Все это имеет вид растянутой во времени кривой, колебания которой, однако же, имеют определенный значимый ритм. Очевидно, можно выделить случайные скопления праздников: Скиры и Кронии с одной стороны, Гекатомбеи, Синэкии, Панафинеи — с другой, как кажется, почти дублируют друг друга; Буфоний могло не быть или они одни могли выступать в качестве новогоднего праздника, — повод так думать дает существование в других городах месяца Буфониона. Тем не менее, никакие два из них нельзя поменять местами. Афины были городом богини Афины; но праздничный цикл определяется не только этим. Почти весь Олимп вместе с героями приводится в движение: вначале Афина, Аглавра, Пандроса, Куротрофос, Эрехфей, Афродита и Эрот; Афина, Посейдон-Эрехфей, Аполлон-Гелиос, Деметра и Кора, герой Скир на Скирах; Зевс Полиевс; затем Аполлон, Кронос, Тесей, Эйрена, наконец, наряду с Академом и Пандросой, Эрехфей и прежде всего — Афина, стоящая в этом перечне как в начале, так и в конце. Кривая напряжения также прослеживается и в жертвенных животных: коза, баран, бык, лишь напоследок — обычная жертва из овец и коров. В действе по очереди заняты различные знатные роды: Праксиер-гиды, Етеобутады, Керики, наконец, все демократически избранные должностные лица. Налицо измерение, определяемое понятиями центра и границы, «внутреннего» и «внешнего»: от Акрополя к Скирону, от рощи Академа к Акрополю; затрагиваются как границы, проходящие внутри общества (женщины, рабы), так и границы жизни вообще (смерть царя, зачатие, девственница, младенец и Эрот). Если что и отсутствует — например, по сравнению с вавилонской культурой, — то это проекция на коомос, сотворение мира и битва с драконом; даже рожденные из земли гиганты здесь — гоплиты. Развертывается картина словно бы антропоморфного организма, ориентированного на человеческую мерку и человеческое существование.

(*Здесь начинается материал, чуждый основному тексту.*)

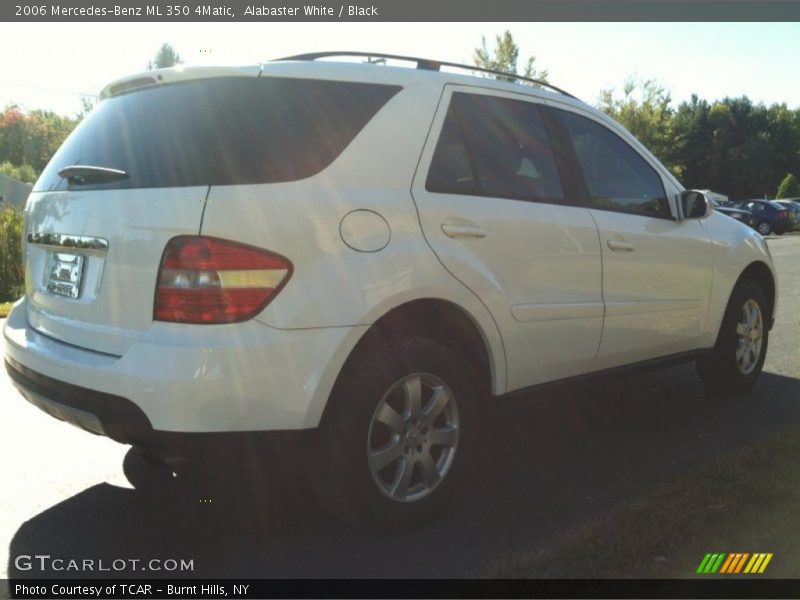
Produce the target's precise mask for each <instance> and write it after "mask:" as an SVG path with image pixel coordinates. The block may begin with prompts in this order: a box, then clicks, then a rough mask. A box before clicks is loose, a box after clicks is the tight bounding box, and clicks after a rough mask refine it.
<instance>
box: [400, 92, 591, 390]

От Аррефорий через Скиры к Панафинеям отчетливо прослеживается главная взаимосвязь, в основе которой — фигура первого царя Афин Эрехфея; ритуал города, ставшего образцом демократии, вновь и вновь воспроизводит царство, в реальной жизни едва ли намного пережившее микенскую эпоху. Это не означает, что праздничный цикл как таковой восходит к эпохе бронзы. Восстановление лестницы аррефор, произошедшее, по археологическим данным, в XI в.35, по-видимому, можно считать временем, когда был введен ритуал. На месте настоящего колодца возник ночной спуск в глубину. Может быть, реальная религиозная сила исходила именно от ставшей символом, а не реальной царской власти.

Для других греческих городов можно также предположить подобные праздничные периоды; нечто сопоставимое просматривается в круге аргосской Геры36. В остальном у нас не достаточно документальных данных.